Interaksi dan hubungan-hubungan diantara berbagai tradisi keilmuan ini, pada
gilirannya menciptakan suatu tradisi baru yang unik.
Sedangkan silsilah-silsilah tarekat,
secata tradisional merupakan sarana penting dalam menciptakan hubungan-hubungan
lebih erat di antara ulama, ini disebabkan sifat daar kehidupan dan pola-pola
hubungan struktural di dalam tarekat itu sendiri. Murid-murid dalam jaringan
mistis, secara defenisi, harus tunduk kepada ajaran, perintah dan keinginan
syaikh tarekat, baik yang langsng bertemu dengan mereka maupun yang tidak
langsung, hanya bertemu di dalam silsilah. Kenyataan ini menciptakan ikatan
yang amat kuat di antara mereka yang terlibat di daam tarekat dan mengamalkan
tasawuf, Voll menyatakan jenis ikatan semacam ini membentuk hubungan lebih
personal dan afiliasi bersama, yang membantu terciptanya rasa kohesi lebih
besar dalam kelompok-kelompok ulama.
Semakin pentingnya jalan esotoris di
Haramayn, akibat kedatangan tarekat-tarekat yang dibawa, misalnya ulama asal
India, menghasilkan interaksi, rapprochement,
dan rekonsiliasi lebih intens di antara ulama sufi dengan ulama fiqh yang
menekankan jalan eksoteris. Dengan demikian ini tidak hanya menghasilkan
hubungan-hubungan lebih erat, tetapi tak kurang pentingnya juga menghilangkan
atau setidaknya mengurangi dikotomi di antara mereka yang disebut ulama sufi
dan ulama fiqh, seperti telah kita lihat hampir semua ulama yang menjadi inti jaringan
adalah ahli syari’ah dan tasawuf
sekaligus.
Keterlibatan ulama asal India dalam
jaringan jelas membantu perluasan jaringan ulama, tidak kurang pentingnya
mereka memperluas ranah pengaruh tarekat, khususnya Syathariyah dan
Naqsyabandiyah, yang sebelumnya terutama diasosiasikan sebagai Tasawuf anak
Benua India dan nyaris tak dikenal di Haramayn, tetapi perlu dicatat dengan
memasuki Haramayn yang sekali lagi bangkit sebagai pusat studi Hadist atau
jalan eksoteris umumnya tarekat-tarekat mengalami semacam reorientasi.[5]

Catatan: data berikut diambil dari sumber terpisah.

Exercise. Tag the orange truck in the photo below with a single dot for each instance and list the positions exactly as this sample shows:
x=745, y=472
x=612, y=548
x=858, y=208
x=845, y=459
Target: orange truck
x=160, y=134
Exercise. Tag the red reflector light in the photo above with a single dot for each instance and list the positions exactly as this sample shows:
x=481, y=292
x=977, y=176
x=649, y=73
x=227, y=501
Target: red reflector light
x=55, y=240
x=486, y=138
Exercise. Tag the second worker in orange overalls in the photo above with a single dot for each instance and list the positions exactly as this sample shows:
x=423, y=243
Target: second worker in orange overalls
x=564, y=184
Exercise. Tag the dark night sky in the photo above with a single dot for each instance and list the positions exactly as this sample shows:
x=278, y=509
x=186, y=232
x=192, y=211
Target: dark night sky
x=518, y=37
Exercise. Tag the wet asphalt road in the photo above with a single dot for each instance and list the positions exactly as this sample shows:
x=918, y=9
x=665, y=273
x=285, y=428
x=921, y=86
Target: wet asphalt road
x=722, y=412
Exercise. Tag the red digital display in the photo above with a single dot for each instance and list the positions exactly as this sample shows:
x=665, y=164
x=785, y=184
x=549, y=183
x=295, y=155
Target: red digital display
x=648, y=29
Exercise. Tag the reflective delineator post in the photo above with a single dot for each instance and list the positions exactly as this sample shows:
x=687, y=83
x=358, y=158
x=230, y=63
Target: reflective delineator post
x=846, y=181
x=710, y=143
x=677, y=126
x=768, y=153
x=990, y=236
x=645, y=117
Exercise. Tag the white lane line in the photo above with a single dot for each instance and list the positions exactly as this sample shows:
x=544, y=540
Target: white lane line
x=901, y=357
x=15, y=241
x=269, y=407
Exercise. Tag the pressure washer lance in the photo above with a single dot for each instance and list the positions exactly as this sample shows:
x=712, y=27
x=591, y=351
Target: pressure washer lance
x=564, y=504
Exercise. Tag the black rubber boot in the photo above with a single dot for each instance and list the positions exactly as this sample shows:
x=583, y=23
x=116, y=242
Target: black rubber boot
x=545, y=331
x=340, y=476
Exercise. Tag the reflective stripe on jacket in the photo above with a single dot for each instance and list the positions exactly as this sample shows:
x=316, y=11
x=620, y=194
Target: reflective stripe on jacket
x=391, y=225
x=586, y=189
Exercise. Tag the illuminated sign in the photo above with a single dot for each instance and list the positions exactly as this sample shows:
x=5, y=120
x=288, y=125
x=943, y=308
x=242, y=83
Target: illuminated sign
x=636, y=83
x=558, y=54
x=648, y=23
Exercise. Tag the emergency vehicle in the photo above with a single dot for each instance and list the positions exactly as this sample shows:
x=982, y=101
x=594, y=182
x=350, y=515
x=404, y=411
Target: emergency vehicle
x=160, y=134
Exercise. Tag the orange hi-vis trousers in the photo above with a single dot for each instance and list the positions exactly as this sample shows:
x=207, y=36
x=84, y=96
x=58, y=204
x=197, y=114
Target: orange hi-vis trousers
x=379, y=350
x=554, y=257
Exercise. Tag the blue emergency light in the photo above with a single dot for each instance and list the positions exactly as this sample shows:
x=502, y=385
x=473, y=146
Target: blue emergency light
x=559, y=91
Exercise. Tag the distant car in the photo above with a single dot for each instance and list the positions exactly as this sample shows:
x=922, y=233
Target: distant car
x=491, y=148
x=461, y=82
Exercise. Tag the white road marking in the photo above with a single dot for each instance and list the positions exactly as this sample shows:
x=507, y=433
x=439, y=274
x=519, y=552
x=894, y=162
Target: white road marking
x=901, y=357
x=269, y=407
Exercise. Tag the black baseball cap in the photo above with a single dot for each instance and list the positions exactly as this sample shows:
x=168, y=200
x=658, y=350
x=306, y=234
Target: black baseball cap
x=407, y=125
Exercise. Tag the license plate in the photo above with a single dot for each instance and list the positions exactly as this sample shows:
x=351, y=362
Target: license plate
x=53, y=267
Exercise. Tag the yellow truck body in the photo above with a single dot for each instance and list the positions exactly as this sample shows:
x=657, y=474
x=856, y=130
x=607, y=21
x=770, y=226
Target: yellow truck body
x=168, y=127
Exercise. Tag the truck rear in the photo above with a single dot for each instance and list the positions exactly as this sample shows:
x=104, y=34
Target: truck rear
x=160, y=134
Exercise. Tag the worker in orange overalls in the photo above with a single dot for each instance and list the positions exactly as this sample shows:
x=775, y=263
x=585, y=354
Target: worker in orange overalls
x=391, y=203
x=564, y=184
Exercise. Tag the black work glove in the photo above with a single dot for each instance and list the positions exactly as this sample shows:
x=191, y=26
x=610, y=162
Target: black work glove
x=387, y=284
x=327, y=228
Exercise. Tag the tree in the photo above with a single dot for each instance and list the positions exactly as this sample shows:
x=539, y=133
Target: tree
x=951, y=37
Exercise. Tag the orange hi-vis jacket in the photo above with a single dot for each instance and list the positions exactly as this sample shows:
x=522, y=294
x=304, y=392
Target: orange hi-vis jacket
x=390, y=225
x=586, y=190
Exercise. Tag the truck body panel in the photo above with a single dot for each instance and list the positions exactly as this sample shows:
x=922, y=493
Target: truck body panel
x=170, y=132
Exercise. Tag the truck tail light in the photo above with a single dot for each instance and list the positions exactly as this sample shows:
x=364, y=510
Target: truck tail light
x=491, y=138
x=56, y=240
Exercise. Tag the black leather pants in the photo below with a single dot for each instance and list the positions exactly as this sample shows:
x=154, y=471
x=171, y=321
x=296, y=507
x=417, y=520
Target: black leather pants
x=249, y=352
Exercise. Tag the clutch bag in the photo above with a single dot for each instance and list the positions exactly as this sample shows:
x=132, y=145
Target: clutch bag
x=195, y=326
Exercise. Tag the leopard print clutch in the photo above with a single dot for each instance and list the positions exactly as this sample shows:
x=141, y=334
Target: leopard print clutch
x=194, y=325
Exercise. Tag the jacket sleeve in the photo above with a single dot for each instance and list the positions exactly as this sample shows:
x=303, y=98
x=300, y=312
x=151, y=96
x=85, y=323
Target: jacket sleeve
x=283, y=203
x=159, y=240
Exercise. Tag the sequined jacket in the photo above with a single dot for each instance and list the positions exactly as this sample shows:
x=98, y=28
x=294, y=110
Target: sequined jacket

Meski terdapat hubungan erat di antara
ulama dalam jaringan, juga ada keragaman di antara mereka, beragam satu sama
lain bukan hanya dalam hal tempat asal dan etnisitas, tetapi juga dalam hal
mazhab dan afiliasi tarekat. Sementara seorang guru merupakan pengikut mazhab
Hanafi, muridnya bisa jadi adalah penganut Syafi’i, sementara seorang guru
adalah Sufi Sathariyah, muridnya bisa jadi mengikuti tarekat Naqsyabandiyah.
Meski ada perbedaan-perbedaan semacam ini, ulama dalam jaringan memiliki
kecenderungan umum ke arah reformisme Islam.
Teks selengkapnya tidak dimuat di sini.